Marie Payen – « Perdre le nord » – Théâtre du Rond-Point, Paris, jusqu’au 29/12/2019 – Le 16/01/2020 Le Carré, Scène nationale, Château Gonthier.

Elle arrive sur la scène emmaillotée dans du sac plastique comme dans une robe de bal. La matière translucide et légère flotte derrière comme une traîne. C’est une femme plus très jeune, mince et musclée, au teint presque campagnard, aux grandes mains qu’elle tient écartées parfois au dessus de sa tête. Ses yeux cernés de noir à la façon d’un maquillage tribal, lui font une face de mariée qui aurait trop pleuré. Elle est là devant nous, elle explique ce qu’elle va faire. Que les mots sont dehors qu’ils ne lui appartiennent pas, qu’elle joue avec. Qu’elle les attrape et qu’elle nous les donne.

Au sol, un rond lumineux éclaire son visage et les reflets du plastique, et sa peau blanche. Elle commence d’une voix très lente, et au milieu de cette matière aussi fine que l’enveloppe d’un placenta, aussi légère que le vent, devient tout en même temps, actrice, enfant à naître, pythie, poétesse, mère, migrante.

Ce que Marie Payen arrive à faire avec son corps, sa voix, la lumière et la matière qui l’entoure et deux ventilateurs est d’une simplicité, d’une élégance et d’une justesse remarquables. Tragédienne inspirée, elle relie les épopées antiques au monde contemporain dans une fresque théâtrale et plastique à la fois.

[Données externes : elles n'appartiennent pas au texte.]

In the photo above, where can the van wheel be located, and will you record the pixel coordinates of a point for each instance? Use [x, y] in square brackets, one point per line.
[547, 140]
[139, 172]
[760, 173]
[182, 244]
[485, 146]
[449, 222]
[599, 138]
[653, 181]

De la trajectoire habitée qu’elle crée sur place et qu’elle nous tend à bout de bras, émane toute la grandeur, la force, le courage, le désespoir de ceux qui partent un jour de chez eux pour chercher des jours meilleurs ailleurs.
Un hommage à la puissance de tous les exilés de la terre par une actrice extraordinaire. Marie Payen est une belle personne.